Fjord Horses are very powerful horses and they were used when work was needed in the mountainous region. Their power makes them adaptable for cultivating fields, pulling logs, and other heavy work. They are confident horses, which makes them excellent driving and riding horses.
6.The Fjord Horse is also famous for therapeutic purposes.
The Fjord horse possesses attributes of both cold-blooded and warm-blood character as well. This mixture forms a character within the breed that is always calm and gentle. All these features, along with their small stature makes Fjords perfect therapeutic horse for people with disabilities or for children who may profit from experiential therapy. Fjords are also used widely at riding schools because of their endurance and willingness to please.
7.Crossbreeding nearly destroyed the Fjord Horse.

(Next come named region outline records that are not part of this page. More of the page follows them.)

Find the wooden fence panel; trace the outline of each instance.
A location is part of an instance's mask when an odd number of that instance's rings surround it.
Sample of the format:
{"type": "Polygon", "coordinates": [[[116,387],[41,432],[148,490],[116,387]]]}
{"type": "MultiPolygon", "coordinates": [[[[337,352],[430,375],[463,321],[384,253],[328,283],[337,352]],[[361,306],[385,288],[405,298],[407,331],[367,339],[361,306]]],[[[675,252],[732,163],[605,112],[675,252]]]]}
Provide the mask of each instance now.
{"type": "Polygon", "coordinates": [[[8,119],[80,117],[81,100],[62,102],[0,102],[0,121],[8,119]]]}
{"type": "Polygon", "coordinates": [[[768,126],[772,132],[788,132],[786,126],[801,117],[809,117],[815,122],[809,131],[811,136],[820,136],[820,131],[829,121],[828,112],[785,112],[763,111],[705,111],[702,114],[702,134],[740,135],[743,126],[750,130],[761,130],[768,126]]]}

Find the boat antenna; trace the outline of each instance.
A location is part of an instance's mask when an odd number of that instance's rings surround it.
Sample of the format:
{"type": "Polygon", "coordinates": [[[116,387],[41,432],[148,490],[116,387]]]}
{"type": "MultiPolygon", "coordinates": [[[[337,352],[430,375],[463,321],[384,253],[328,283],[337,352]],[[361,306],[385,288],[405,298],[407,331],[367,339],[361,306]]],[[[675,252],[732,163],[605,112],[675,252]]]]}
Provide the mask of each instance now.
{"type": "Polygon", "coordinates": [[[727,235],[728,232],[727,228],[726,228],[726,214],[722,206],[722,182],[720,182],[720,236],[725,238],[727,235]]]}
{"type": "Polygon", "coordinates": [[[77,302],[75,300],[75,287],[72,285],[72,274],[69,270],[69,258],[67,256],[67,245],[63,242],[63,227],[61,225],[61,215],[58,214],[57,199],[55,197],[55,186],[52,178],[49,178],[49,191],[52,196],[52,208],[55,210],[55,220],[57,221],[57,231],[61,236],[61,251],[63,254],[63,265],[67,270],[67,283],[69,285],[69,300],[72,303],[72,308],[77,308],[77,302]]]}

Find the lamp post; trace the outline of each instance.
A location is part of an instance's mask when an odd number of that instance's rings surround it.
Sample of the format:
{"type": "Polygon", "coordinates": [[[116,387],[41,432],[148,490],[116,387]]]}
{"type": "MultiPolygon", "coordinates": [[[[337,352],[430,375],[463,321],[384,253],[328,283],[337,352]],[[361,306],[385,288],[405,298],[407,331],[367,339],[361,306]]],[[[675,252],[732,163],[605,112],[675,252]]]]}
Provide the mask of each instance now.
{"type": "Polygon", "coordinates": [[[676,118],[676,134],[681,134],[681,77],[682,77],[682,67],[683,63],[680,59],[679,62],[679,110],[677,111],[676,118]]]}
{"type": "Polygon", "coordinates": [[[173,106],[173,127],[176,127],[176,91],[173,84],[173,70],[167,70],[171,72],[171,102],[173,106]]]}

Many breeders have been crossbreeding different horse breeds in order to improve them. People believed that the same thing would happen even with the Fjord horse that’s why they decided to cross them with another local breed, named the Dole. By using horses that were more powerful and taller, breeders assumed that the Fjord Horse could be too improved. For a few years, crossbreeding between Fjords and Doles grew in Norway. But certain unwanted features began to be seen in the new horses. Their coloring was suddenly becoming unpleasing and their characters were becoming quite hard. By 1907, it was determined that all Dole blood should be eliminated from the Fjord breed.
8.A horse must earn a score of 70 to be considered a “great” horse.
Fjord Horses are evaluated on a range of 0-100 in terms of their appearance and performance. For a horse to be ranked as a very good representative of the breed, a minimum score of 70 is needed. If a horse achieves a score of 80 or higher, it is listed as a top-quality horse.